Der Mangel, der einem vom VW-Abgasskandal betroffenen Gebrauchtwagen (möglicherweise) anhaftet, ist i. S. des § 323 V 2 BGB geringfügig, weil er sich mit einem Kostenaufwand von nur 100 € beseitigen lässt, und berechtigt deshalb des Käufer nicht zum Rücktritt vom Kaufvertrag. Daran ändert nichts, dass das Kraftfahrt-Bundesamt eine Nachbesserung der vom VW-Abgasskandal betroffenen Fahrzeuge angeordnet hat. Eher kann daraus abgeleitet werden, dass der (mögliche) Mangel nicht so erheblich ist, dass die Typgenehmigung der betroffenen Fahrzeuge sofort zu widerrufen wäre.

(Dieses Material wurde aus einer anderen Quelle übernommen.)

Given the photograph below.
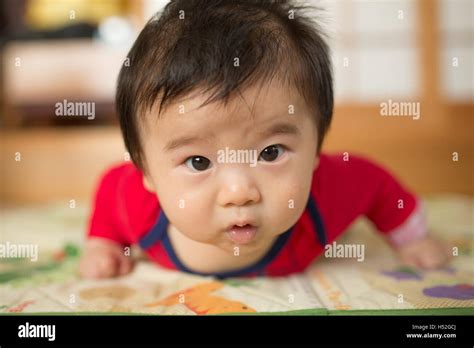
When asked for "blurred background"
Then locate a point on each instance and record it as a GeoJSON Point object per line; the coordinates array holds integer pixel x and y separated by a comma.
{"type": "Point", "coordinates": [404, 51]}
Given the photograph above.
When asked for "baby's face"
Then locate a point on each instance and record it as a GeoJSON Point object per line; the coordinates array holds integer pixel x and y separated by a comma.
{"type": "Point", "coordinates": [215, 194]}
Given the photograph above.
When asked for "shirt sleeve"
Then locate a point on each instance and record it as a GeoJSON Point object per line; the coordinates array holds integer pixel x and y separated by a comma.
{"type": "Point", "coordinates": [395, 211]}
{"type": "Point", "coordinates": [103, 222]}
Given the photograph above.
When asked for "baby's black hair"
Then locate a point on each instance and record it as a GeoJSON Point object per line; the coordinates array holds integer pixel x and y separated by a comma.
{"type": "Point", "coordinates": [193, 44]}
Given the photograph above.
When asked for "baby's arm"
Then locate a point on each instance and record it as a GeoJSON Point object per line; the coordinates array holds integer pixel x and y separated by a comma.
{"type": "Point", "coordinates": [399, 215]}
{"type": "Point", "coordinates": [415, 246]}
{"type": "Point", "coordinates": [104, 253]}
{"type": "Point", "coordinates": [104, 258]}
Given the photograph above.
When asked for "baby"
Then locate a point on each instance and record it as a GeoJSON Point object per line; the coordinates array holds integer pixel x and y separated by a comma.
{"type": "Point", "coordinates": [223, 107]}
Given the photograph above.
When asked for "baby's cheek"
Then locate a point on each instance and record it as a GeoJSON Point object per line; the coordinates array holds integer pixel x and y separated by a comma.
{"type": "Point", "coordinates": [191, 217]}
{"type": "Point", "coordinates": [286, 204]}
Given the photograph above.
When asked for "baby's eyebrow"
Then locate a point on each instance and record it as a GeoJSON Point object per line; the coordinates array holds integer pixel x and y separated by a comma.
{"type": "Point", "coordinates": [182, 141]}
{"type": "Point", "coordinates": [281, 128]}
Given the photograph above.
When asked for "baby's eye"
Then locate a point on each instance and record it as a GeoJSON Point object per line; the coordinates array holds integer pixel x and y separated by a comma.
{"type": "Point", "coordinates": [271, 153]}
{"type": "Point", "coordinates": [198, 163]}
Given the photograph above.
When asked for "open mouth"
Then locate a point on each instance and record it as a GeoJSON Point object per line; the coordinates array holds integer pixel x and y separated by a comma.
{"type": "Point", "coordinates": [242, 234]}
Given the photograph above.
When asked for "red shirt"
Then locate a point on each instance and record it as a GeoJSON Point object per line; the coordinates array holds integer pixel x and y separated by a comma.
{"type": "Point", "coordinates": [341, 191]}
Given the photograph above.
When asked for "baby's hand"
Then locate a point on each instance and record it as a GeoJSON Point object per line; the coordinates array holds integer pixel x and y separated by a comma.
{"type": "Point", "coordinates": [426, 252]}
{"type": "Point", "coordinates": [104, 259]}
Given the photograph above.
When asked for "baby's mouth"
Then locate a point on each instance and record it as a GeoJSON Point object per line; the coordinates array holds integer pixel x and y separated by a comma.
{"type": "Point", "coordinates": [242, 234]}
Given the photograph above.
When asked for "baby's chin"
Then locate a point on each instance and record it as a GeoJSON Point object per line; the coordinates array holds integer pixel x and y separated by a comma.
{"type": "Point", "coordinates": [261, 241]}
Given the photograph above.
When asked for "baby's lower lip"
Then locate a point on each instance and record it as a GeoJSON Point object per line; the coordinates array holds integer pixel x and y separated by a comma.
{"type": "Point", "coordinates": [242, 235]}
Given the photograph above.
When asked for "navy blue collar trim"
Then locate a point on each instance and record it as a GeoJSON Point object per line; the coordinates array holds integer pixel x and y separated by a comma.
{"type": "Point", "coordinates": [255, 268]}
{"type": "Point", "coordinates": [159, 233]}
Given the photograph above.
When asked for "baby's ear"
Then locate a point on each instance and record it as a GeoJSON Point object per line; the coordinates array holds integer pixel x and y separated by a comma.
{"type": "Point", "coordinates": [148, 184]}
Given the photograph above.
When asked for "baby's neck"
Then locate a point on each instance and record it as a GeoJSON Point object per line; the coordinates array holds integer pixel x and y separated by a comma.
{"type": "Point", "coordinates": [206, 258]}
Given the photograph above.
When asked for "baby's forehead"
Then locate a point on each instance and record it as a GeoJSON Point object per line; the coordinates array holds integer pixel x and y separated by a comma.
{"type": "Point", "coordinates": [255, 101]}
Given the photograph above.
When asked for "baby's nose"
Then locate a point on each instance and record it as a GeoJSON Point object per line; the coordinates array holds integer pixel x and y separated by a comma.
{"type": "Point", "coordinates": [238, 190]}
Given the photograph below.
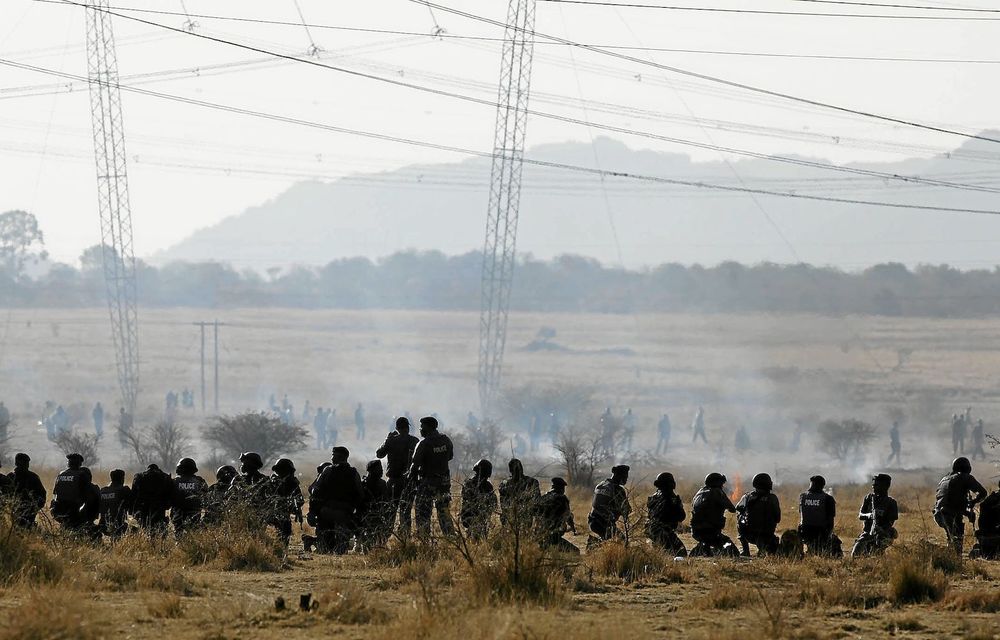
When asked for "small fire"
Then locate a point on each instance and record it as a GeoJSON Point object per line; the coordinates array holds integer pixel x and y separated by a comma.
{"type": "Point", "coordinates": [737, 488]}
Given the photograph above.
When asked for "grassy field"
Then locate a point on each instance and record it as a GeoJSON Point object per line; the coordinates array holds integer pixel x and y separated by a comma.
{"type": "Point", "coordinates": [141, 589]}
{"type": "Point", "coordinates": [760, 371]}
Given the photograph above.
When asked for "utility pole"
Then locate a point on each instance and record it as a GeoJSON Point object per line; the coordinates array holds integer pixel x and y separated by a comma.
{"type": "Point", "coordinates": [505, 196]}
{"type": "Point", "coordinates": [215, 324]}
{"type": "Point", "coordinates": [113, 199]}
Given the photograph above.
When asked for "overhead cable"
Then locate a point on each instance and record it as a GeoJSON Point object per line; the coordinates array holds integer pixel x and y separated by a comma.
{"type": "Point", "coordinates": [485, 154]}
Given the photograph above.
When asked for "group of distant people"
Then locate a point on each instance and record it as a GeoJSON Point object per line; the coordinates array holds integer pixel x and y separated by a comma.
{"type": "Point", "coordinates": [416, 483]}
{"type": "Point", "coordinates": [323, 421]}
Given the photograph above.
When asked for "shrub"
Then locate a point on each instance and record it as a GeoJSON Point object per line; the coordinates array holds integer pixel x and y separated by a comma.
{"type": "Point", "coordinates": [975, 601]}
{"type": "Point", "coordinates": [912, 581]}
{"type": "Point", "coordinates": [845, 439]}
{"type": "Point", "coordinates": [629, 563]}
{"type": "Point", "coordinates": [23, 557]}
{"type": "Point", "coordinates": [163, 444]}
{"type": "Point", "coordinates": [83, 443]}
{"type": "Point", "coordinates": [236, 544]}
{"type": "Point", "coordinates": [165, 606]}
{"type": "Point", "coordinates": [256, 431]}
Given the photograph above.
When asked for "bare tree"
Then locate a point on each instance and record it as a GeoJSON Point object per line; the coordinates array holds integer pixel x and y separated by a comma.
{"type": "Point", "coordinates": [84, 444]}
{"type": "Point", "coordinates": [257, 431]}
{"type": "Point", "coordinates": [162, 444]}
{"type": "Point", "coordinates": [845, 439]}
{"type": "Point", "coordinates": [582, 453]}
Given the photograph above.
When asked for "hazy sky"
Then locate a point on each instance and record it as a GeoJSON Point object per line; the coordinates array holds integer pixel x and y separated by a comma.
{"type": "Point", "coordinates": [190, 166]}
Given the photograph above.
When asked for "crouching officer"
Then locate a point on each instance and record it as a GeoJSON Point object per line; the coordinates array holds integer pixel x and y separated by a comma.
{"type": "Point", "coordinates": [555, 518]}
{"type": "Point", "coordinates": [376, 511]}
{"type": "Point", "coordinates": [759, 515]}
{"type": "Point", "coordinates": [956, 498]}
{"type": "Point", "coordinates": [479, 501]}
{"type": "Point", "coordinates": [153, 492]}
{"type": "Point", "coordinates": [190, 490]}
{"type": "Point", "coordinates": [116, 504]}
{"type": "Point", "coordinates": [432, 476]}
{"type": "Point", "coordinates": [817, 512]}
{"type": "Point", "coordinates": [69, 493]}
{"type": "Point", "coordinates": [879, 512]}
{"type": "Point", "coordinates": [665, 512]}
{"type": "Point", "coordinates": [610, 503]}
{"type": "Point", "coordinates": [284, 497]}
{"type": "Point", "coordinates": [335, 498]}
{"type": "Point", "coordinates": [28, 491]}
{"type": "Point", "coordinates": [988, 535]}
{"type": "Point", "coordinates": [708, 519]}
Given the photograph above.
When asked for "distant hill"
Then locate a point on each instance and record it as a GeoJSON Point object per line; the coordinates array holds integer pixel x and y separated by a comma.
{"type": "Point", "coordinates": [443, 207]}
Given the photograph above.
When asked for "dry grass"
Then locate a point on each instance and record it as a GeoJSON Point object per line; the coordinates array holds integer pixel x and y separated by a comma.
{"type": "Point", "coordinates": [349, 604]}
{"type": "Point", "coordinates": [52, 614]}
{"type": "Point", "coordinates": [165, 606]}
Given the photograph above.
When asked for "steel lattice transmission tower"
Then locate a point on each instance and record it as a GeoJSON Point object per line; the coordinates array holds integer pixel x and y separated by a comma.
{"type": "Point", "coordinates": [505, 196]}
{"type": "Point", "coordinates": [113, 200]}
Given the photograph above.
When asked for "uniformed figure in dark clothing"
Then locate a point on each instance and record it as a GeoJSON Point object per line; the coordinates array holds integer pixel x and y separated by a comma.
{"type": "Point", "coordinates": [398, 450]}
{"type": "Point", "coordinates": [98, 415]}
{"type": "Point", "coordinates": [190, 491]}
{"type": "Point", "coordinates": [978, 440]}
{"type": "Point", "coordinates": [665, 512]}
{"type": "Point", "coordinates": [432, 477]}
{"type": "Point", "coordinates": [247, 490]}
{"type": "Point", "coordinates": [28, 491]}
{"type": "Point", "coordinates": [663, 432]}
{"type": "Point", "coordinates": [956, 498]}
{"type": "Point", "coordinates": [217, 496]}
{"type": "Point", "coordinates": [283, 496]}
{"type": "Point", "coordinates": [336, 496]}
{"type": "Point", "coordinates": [759, 515]}
{"type": "Point", "coordinates": [116, 504]}
{"type": "Point", "coordinates": [708, 518]}
{"type": "Point", "coordinates": [610, 503]}
{"type": "Point", "coordinates": [555, 518]}
{"type": "Point", "coordinates": [879, 512]}
{"type": "Point", "coordinates": [479, 501]}
{"type": "Point", "coordinates": [69, 493]}
{"type": "Point", "coordinates": [519, 496]}
{"type": "Point", "coordinates": [91, 509]}
{"type": "Point", "coordinates": [988, 534]}
{"type": "Point", "coordinates": [153, 494]}
{"type": "Point", "coordinates": [817, 513]}
{"type": "Point", "coordinates": [375, 514]}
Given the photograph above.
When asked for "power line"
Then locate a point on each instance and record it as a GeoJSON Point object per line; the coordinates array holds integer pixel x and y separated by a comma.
{"type": "Point", "coordinates": [900, 6]}
{"type": "Point", "coordinates": [773, 12]}
{"type": "Point", "coordinates": [483, 154]}
{"type": "Point", "coordinates": [445, 35]}
{"type": "Point", "coordinates": [552, 116]}
{"type": "Point", "coordinates": [718, 80]}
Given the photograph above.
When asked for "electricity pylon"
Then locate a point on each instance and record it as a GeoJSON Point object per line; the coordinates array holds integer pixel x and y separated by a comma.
{"type": "Point", "coordinates": [113, 201]}
{"type": "Point", "coordinates": [505, 197]}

LG Bochum, Urteil vom 11.08.2016 – I-2 O 423/15
(nachfolgend: OLG Hamm, Urteil vom 20.07.2017 – 28 U 182/16)

Sachverhalt: Der Kläger erwarb von der Beklagten auf der Grundlage einer verbindlichen Bestellung vom 16.05.2015 einen gebrauchten VW Passat CC 2.0 TDI zum Preis von 27.125 €. Das Fahrzeug wies bei der Übergabe an den Kläger einen Kilometerstand von 27.720 auf.

Mit anwaltlichem Schreiben vom 29.10.2015 erklärte der Kläger den Rücktritt vom Kaufvertrag. Zur Begründung führte er aus, sein Fahrzeug sei vom VW-Abgasskandal betroffen, und die Fahrzeugherstellerin, die Volkswagen AG, habe ihn – den Kläger – über die Abgaswerte und damit über die Zulassungsfähigkeit des Fahrzeugs getäuscht habe.

Der Kläger meint, das streitgegenständliche Fahrzeug weise einen erheblichen Mangel auf, weil ihm die zugesicherte Umweltfreundlichkeit fehle. Er behauptet, die Schadstoffemissionen des Pkw überschritten die Euro-5-Grenzwerte, sodass die Voraussetzungen für die Erteilung einer grünen Umweltplakette nicht vorlägen. Darüber hinaus seien die Betriebserlaubnis des Fahrzeugs und der Versicherungsschutz erloschen oder drohten zu erlöschen. Eine Nacherfüllung – so meint der Kläger – sei ihm nicht zumutbar. Das ergebe sich schon daraus, dass die Volkswagen AG ihn – den Kläger – arglistig getäuscht habe. Darüber hinaus sei nicht gewährleistet, dass eine Nacherfüllung im Rahmen der vorgesehenen Rückrufaktion zur Mangelfreiheit seines Fahrzeugs führen werde; jedenfalls verbleibe dauerhaft ein merkantiler Minderwert.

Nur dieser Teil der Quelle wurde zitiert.